Black Adam might be preparing to change the hierarchy of power in the DC Universe when it hits theaters at the end of this week, but the changes are already happening in the real world. According to reports, Walter Hamada has left DC Films after four years as the studio’s president.
Hamada’s departure has been anticipated by industry watchers for some time. Beyond the fact that a number of high-profile executives have left the movie side of Warner Bros. since the Warner Bros. Discovery merger earlier this year — Hamada is the fifth, in addition to multiple layoffs in almost every division of WBD in the past few months — it’s been an open secret that WBD chief David Zaslav is looking for his own version of Marvel’s Kevin Feige to shepherd in a new era of DC content on the big and small screens.
Before DC, Hamada was the VP of production at Columbia Pictures, as an executive at New Line Cinema, where he oversaw the creation of The Conjuring franchise, as well as the successful reboot of Stephen King’s It.
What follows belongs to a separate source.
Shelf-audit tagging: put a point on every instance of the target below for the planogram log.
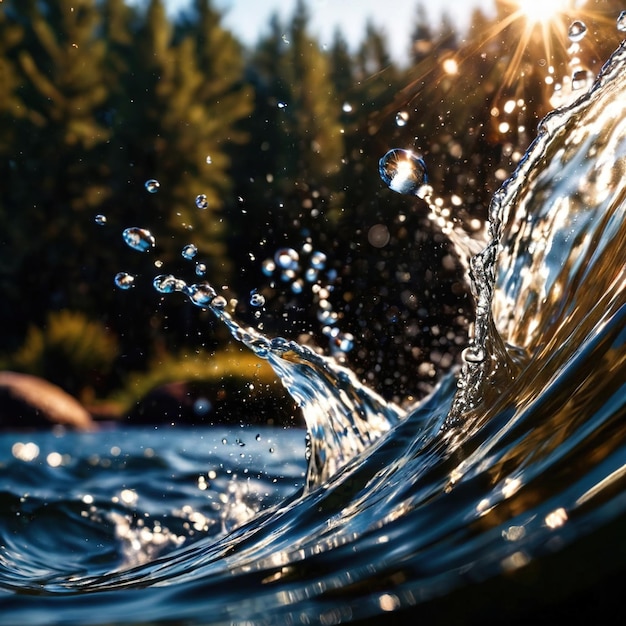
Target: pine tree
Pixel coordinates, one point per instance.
(56, 180)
He became president at DC in the wake of the underperformance of Justice League at the box office, overseeing everything from Aquaman and Shazam! through the upcoming Blue Beetle and Aquaman and the Lost Kingdom.
It was also Hamada who pushed for increased DC output for the HBO Max platform, including James Gunn’s Peacemaker spin-off from last year’s The Suicide Squad movie, as well as the cancelled Batgirl feature starring Leslie Grace.
The fate of the Batgirl movie was one of the first signifiers that Hamada was unlikely to stay with DC in the longterm. According to those in the know, he was unaware that the project had been cancelled until after the decision had been made, and reportedly almost left the company in response. Another nail in his metaphorical coffin has been the suggestion that he had attempted to block a high-profile cameo in the upcoming Black Adam, only to be overruled by other WBD executives.
Also during Hamada’s time in charge of DC, he found himself accused of interfering into investigations of misconduct on the set of Justice League, with Cyborg actor Ray Fisher publicly accusing him of trying “to destroy a Black man’s credibility” in response.